I want to talk about an abstract presented on the FRACTION renal cell carcinoma clinical trial. This is the first presentation of data from the FRACTION programme for renal cell carcinoma. This is a larger overall programme than the data presented at ASCO this year. It’s a signal seeking phase II platform testing multiple different combinations of nivolumab with a second agent and it has two tracks, both an untreated patient track and then a previously treated patient track. This year’s presentation was track 2 – previously treated patients and receiving a combination of nivolumab plus ipilimumab. So a very timely presentation looking at the issue of CTLA-4 blockade in this setting of patients that have had prior therapy including prior checkpoint blockade.

The patients in this cohort, it was a 46 patient study, they were required to participate in track 2 to have had prior PD-1 or PD-L1 therapy. They have all failed prior PD-1 pathway blockade. 80% had also had prior VEGF pathway TKI therapy. It was a heavily pre-treated cohort with 50% of patients having had three or more prior therapies.
The primary endpoint of the cohort was overall response rate. So in the 46 patients there was a 15% response rate. The disease control rate was 52%. The duration of response in the responding patients was not reached with greater than 20 months median follow-up. So it does appear to provide some durable effects in the minority of patients that are having a response.

That touches on a very relevant issue which is what do we do with patients that have failed a frontline regimen? In the last 2½ years we have three new frontline regimens for renal cell carcinoma, all superior to Sutent monotherapy as the comparator. So the field has moved off of monotherapy with targeted agents and most patients are being offered checkpoint blockade in some combination regimen. But when they fail that primary therapy what are our options?

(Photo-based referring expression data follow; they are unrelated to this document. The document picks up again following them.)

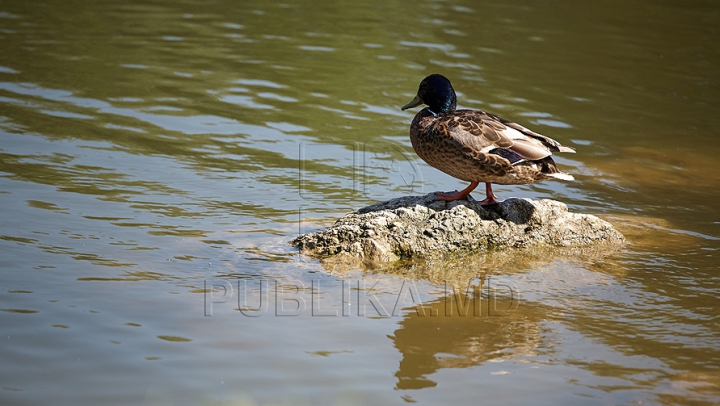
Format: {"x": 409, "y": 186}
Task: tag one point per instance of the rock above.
{"x": 420, "y": 227}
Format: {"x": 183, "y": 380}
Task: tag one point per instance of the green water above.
{"x": 156, "y": 158}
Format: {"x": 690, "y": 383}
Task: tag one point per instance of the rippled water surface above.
{"x": 156, "y": 157}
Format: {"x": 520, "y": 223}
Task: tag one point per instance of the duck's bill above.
{"x": 414, "y": 103}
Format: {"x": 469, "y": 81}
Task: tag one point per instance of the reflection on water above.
{"x": 148, "y": 147}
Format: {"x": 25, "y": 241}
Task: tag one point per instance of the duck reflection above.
{"x": 463, "y": 328}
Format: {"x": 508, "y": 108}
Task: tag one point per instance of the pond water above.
{"x": 157, "y": 157}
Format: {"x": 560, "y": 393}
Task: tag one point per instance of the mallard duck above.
{"x": 476, "y": 146}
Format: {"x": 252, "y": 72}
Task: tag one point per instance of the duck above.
{"x": 476, "y": 146}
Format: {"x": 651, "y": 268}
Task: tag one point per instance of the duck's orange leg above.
{"x": 491, "y": 198}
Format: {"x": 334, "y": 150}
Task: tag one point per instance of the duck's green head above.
{"x": 437, "y": 92}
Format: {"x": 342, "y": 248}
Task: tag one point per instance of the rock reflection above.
{"x": 451, "y": 333}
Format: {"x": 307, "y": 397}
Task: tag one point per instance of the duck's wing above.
{"x": 488, "y": 133}
{"x": 547, "y": 142}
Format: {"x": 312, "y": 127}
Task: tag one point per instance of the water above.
{"x": 156, "y": 158}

FRACTION sits in the larger context of looking at anti-CTLA-4 in the refractory treatment setting. There were other presentations at ASCO this year: the Hoosier Co-operative Group study GU16-260 looked at frontline PD-1 monotherapy with anti-CTLA-4 ipilimumab as a salvage agent in patients that were failing PD-1 monotherapy and that study had a 13% response rate. The TITAN study was presented at ESMO 2019 which had a similar format of starting patients on frontline anti-PD1 and providing CTLA-4 blockade as a salvage manoeuver, also showing a 12% response rate. Interestingly, just recently in this past week a publication in The Journal of Clinical Oncology of a multicentre retrospective look at this exact same approach providing ipilimumab, anti-CTLA-4 blockade, in patients that are PD-1 refractory, reporting a 20% response rate. So these studies, whether prospective like FRACTION or the retrospective recent publication, do provide evidence that it’s meaningful to provide ipilimumab as a salvage agent in our patients.

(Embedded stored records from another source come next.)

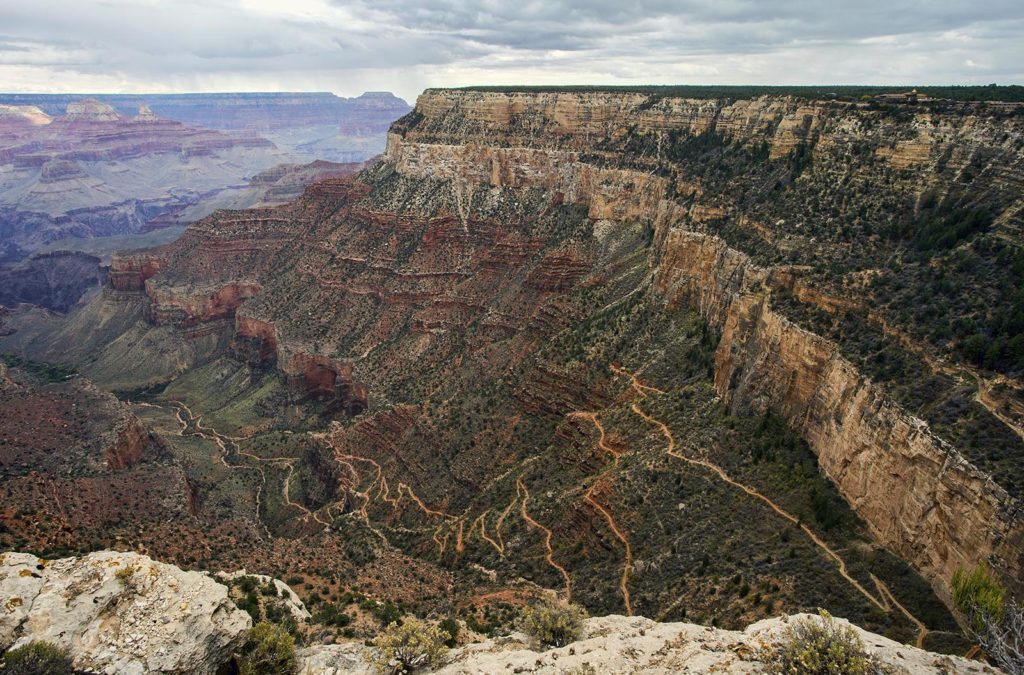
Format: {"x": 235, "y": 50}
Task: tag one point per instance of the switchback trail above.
{"x": 882, "y": 602}
{"x": 624, "y": 582}
{"x": 180, "y": 408}
{"x": 589, "y": 499}
{"x": 521, "y": 491}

In FRACTION we’re continuing PD-1 blockade plus anti-CTLA-4, so a two drug combination. The dosing schedule was typical for how you would dose ipilimumab in the frontline setting, corresponding to the CheckMate-214 data that is also the FDA approved label for using ipilimumab. So it’s familiar to providers about how you’re dosing and scheduling your ipilimumab.

So that’s, again, a very relevant observation that does provide help to providers. I myself in my own clinic population sometimes have provided ipilimumab as a salvage strategy, very often in patients that have had primary success with PD-1 but are beginning to fail therapy. So anecdotally I’ve seen observations very much like the recent retrospective report of patients stabilising or having new de novo regression in this setting and providing ipilimumab. So it encourages us to consider that as a reasonable option for our patients that are failing front-line regimen that includes PD-1.

Certainly the FRACTION renal cell carcinoma programme is ongoing and, as I said, this is the first presentation at ASCO 2020 of data from that programme. There are other combinations of nivolumab plus a second investigational compound and there is data in the frontline setting, both frontline and salvage setting. So it will be a programme that we come back to numerous times to provide novel data regarding combinations for our renal cell carcinoma patients. So that will be a source for future data for sure.